Each of us—faculty, staff or student—is on a personal learning journey.
Our journeys vary. Students make the journey from high school or work through their years at SOU to graduation and beyond. Faculty and staff are on a journey to develop personally and professionally through scholarship or service. And the University is on a journey to better understand the needs of our students—present and future. The Instructional Institute offers an opportunity to explore the nature of each of these learning journeys and how one learning community weaves them together.
This event was held Thursday, September 21 and Friday, September 22. Thursday sessions (9:30-3:30) initiates our exploration of these learning journeys with an opening keynote presentation, two-hour featured workshops, and one-hour topical conversations. On Friday (8:30-2:30), we highlighted the interwoven nature of curricular and co-curricular activities in our work beginning with a faculty breakfast prior to Convocation co-sponsored by New Student Orientation Programs and the Center for Instructional Support. Following Convocation, we were joined for a plenary session focused on discovering how proficiency-based, personalized learning is shaping our new generation of students. Afternoon sessions included an assortment of one-hour discussions on a variety of topics related to teaching and learning at SOU.

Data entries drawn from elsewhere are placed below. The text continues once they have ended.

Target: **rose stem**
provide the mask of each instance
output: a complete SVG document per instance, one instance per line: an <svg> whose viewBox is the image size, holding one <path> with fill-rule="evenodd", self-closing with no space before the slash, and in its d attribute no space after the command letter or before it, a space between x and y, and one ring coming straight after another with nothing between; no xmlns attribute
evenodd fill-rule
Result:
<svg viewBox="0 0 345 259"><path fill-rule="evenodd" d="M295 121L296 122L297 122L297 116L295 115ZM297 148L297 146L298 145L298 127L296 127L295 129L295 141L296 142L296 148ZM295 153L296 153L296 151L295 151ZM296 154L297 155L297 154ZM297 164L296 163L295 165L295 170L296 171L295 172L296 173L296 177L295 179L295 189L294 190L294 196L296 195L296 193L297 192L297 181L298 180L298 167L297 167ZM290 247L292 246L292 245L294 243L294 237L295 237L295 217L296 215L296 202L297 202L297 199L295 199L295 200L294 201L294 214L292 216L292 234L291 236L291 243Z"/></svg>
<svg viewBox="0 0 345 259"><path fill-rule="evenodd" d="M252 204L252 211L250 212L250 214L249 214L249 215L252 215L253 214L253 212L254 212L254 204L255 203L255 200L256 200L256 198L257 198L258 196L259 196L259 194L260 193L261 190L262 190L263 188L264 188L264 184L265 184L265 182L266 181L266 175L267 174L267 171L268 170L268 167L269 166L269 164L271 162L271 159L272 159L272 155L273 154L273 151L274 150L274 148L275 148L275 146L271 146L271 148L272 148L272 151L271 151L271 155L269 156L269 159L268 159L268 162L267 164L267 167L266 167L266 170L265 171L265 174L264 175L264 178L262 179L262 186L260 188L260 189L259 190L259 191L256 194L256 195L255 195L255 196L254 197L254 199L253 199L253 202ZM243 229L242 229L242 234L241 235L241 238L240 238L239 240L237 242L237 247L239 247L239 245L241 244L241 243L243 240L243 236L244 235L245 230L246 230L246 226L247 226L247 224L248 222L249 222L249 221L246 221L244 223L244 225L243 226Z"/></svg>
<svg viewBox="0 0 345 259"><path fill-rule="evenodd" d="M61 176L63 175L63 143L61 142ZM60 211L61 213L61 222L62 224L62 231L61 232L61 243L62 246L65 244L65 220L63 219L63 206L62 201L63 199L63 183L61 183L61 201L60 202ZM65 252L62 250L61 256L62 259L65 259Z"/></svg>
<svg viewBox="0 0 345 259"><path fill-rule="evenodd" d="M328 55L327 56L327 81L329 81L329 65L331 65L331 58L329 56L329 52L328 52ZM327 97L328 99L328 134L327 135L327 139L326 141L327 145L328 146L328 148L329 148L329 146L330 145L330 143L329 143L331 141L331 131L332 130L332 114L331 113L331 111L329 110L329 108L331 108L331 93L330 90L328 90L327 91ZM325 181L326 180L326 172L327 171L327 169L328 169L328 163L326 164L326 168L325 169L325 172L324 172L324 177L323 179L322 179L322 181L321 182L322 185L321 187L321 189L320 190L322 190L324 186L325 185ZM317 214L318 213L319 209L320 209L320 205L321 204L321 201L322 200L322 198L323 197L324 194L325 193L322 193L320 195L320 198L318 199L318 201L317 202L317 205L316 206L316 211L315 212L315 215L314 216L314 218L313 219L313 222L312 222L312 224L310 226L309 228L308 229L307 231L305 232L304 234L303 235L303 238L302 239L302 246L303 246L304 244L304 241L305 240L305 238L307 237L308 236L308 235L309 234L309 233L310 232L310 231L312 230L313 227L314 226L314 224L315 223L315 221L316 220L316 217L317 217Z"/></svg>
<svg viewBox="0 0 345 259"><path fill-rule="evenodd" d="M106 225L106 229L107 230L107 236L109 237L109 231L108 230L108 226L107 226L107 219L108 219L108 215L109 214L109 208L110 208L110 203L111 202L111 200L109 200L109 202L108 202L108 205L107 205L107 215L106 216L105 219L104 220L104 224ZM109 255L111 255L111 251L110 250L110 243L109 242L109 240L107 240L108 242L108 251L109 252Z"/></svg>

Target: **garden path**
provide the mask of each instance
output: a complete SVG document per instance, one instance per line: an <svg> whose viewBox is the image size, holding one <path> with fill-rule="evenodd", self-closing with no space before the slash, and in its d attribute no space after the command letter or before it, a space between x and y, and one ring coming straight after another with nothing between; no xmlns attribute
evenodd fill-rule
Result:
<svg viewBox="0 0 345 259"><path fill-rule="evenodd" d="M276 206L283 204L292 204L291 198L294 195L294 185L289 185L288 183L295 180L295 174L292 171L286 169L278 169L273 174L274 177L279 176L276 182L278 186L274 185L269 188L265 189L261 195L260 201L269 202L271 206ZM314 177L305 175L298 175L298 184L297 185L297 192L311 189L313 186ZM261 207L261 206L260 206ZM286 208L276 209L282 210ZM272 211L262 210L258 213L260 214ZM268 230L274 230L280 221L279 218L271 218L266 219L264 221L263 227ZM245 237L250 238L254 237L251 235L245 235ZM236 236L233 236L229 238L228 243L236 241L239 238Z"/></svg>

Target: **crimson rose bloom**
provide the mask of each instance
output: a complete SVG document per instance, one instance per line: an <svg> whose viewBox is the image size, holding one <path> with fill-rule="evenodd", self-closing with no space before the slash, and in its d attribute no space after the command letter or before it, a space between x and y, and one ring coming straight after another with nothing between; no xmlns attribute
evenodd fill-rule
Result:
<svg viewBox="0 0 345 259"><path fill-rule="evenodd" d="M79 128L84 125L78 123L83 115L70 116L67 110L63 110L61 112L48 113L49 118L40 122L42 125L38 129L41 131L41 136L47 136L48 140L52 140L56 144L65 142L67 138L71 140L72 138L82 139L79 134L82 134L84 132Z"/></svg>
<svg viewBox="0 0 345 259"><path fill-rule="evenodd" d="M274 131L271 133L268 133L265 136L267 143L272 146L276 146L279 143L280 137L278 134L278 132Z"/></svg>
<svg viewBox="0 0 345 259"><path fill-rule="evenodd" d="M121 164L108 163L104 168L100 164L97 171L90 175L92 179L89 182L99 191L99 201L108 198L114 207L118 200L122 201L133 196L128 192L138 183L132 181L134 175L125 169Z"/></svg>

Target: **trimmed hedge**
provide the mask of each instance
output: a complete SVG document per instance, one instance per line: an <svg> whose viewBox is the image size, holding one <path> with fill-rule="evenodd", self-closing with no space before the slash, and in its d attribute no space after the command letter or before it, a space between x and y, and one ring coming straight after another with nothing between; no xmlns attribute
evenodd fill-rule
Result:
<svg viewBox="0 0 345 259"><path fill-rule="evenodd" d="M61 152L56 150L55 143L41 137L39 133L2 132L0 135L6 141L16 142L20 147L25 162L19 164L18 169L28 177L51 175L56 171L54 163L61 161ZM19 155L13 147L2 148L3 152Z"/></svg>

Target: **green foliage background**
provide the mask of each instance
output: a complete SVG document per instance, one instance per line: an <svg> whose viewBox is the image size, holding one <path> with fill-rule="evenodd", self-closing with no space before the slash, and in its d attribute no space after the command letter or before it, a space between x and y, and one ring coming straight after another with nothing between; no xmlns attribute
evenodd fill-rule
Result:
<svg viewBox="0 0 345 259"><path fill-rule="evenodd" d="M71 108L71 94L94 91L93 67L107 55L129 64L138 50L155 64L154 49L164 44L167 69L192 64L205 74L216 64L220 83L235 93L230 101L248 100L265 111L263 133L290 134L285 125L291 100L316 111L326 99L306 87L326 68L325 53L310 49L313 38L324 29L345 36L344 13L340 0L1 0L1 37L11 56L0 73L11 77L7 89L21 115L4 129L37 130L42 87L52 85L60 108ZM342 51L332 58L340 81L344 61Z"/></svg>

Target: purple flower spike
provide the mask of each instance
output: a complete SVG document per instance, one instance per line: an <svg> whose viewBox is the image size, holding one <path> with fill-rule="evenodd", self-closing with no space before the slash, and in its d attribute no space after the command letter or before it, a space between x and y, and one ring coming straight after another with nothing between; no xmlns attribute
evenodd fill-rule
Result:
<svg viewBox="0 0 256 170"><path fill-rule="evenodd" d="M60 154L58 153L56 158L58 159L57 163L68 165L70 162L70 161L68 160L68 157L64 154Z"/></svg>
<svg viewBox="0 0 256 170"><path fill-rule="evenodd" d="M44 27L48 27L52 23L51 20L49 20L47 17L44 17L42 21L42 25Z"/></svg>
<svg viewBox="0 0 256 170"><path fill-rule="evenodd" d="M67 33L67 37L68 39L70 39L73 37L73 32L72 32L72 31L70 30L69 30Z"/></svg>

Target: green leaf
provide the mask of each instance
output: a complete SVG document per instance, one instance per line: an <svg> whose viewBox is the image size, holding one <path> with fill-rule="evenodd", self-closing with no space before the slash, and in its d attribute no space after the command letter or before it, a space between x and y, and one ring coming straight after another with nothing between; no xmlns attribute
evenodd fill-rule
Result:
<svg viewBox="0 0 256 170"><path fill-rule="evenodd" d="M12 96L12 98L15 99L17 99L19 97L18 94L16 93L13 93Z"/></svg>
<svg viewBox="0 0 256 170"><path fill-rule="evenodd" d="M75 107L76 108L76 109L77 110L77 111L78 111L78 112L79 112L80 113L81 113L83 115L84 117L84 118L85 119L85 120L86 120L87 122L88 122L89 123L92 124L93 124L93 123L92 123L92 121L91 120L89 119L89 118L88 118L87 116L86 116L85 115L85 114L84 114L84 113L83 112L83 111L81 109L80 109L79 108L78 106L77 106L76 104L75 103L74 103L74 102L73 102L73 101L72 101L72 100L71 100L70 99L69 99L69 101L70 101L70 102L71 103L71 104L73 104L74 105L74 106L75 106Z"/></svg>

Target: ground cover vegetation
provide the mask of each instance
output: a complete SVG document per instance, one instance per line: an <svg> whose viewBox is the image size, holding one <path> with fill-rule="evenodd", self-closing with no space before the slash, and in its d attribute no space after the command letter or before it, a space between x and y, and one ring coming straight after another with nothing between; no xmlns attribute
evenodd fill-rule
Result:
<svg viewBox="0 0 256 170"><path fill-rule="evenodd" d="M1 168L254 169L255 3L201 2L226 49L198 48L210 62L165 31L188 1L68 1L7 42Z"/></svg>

SOU Board of Trustees member Danny Santos has the experience and perspective to address the student, staff and institutional learning journeys described above. A native of Brawley, California, Danny was a transfer student from Imperial Valley Community College in southern California and the first in his family to graduate from college. He has made the journey from high school to graduation from SOU to completion of a juris doctorate from Willamette University. He has worked in Jackson County and at the state level as an administrator of K-12 Migrant Education programs, as well as in higher education as a college administrator at Willamette Law. He has pursued his own personal civic engagement and professional development as a member of the American Leadership Fellows program. He has the further distinction of serving as a member of the University's Board of Trustees and as a result, he is actively engaged in the institution's journey towards better serving our students and region.
Trustee Santos' strong statewide policy background serving four Oregon governors as legal counsel and policy advisor enables him to interpret SOU's issues within a broader higher education context. Having overseen student services in his higher ed career, he has an appreciation for the need to weave together curricular and co-curricular learning experiences. Finally, he has a long history of working with a growing yet still under-represented population of potential students—Oregon’s Hispanic youth—calling on his own experiences to help them on their learning journeys.
Celebrate your return to campus with breakfast co-sponsored by New Student Orientation and the Center for Instructional Support. Join us in the Schneider Art Museum Courtyard prior to heading off to...
Convocation enables us to welcome new students and to acknowledge the beginning of their journey in the SOU learning community. This formal ceremony also provides an opportunity for faculty and staff to gather and celebrate the incoming class and the start of another school year.
All faculty and staff are encouraged to participate in the Convocation ceremony as part of the celebratory gantlet that will welcome our incoming class. Don your academic regalia or SOU apparel—early birds will have the chance to snag an SOU: I'm Home t-shirt. Everyone at SOU assists, supports, and encourages students to reach their goals. Make your helpful intentions manifest by welcoming these students as they set out on their new learning journey.
Dr. Jon Bullock, Executive Director, Redmond Proficiency Academy
This year’s high school seniors will be next year’s first-year students, and serving them well depends on understanding their experiences and needs. Important questions we've been exploring include: What new pedagogies have students encountered in K-12? Given their prior educational experiences, what expectations will our new students have?
An emerging K-12 learning model—proficiency-based, personalized learning—supports a new equation for learning that flips the conventional time/learning equation. Traditionally, that equation holds time constant while learning varies (e..g., at the end of this two-week unit, we move on regardless of what students have actually mastered). The new model focuses instead on holding the learning constant while the time required to learn varies.
Dr. Bullock will describe the application of this new model at the Redmond Proficiency Academy where he is the Executive Director. The Academy, a tuition-free charter school for students in grades 6-12 from all over Central Oregon, offers students flexible schedules, personalized academic timelines, and classes that fit their needs and their goals. Dr. Bullock will share evidence of how the model improves student success and ownership of their own learning.
Dr. Bullock’s own personal academic journey took him from his small lumber mill hometown of Roseburg, Oregon, to a Bachelor of Science in Liberal Arts and Sciences/Liberal Studies at Oregon State University, to a Master of Arts in Secondary Education and Teaching from Willamette University to a Doctor of Education degree from the University of Oregon. His personal philosophy resonates with the learning community theme of the Institute: “I believe in creating learning environments in which all members—students, staff, parents and the community—are given unique opportunities to achieve high standards and become lifelong learners.”
This session will be followed by break-out sections to explore possible implications of the proficiency-based, personalized learning model for curriculum, course design and instructional strategies at SOU.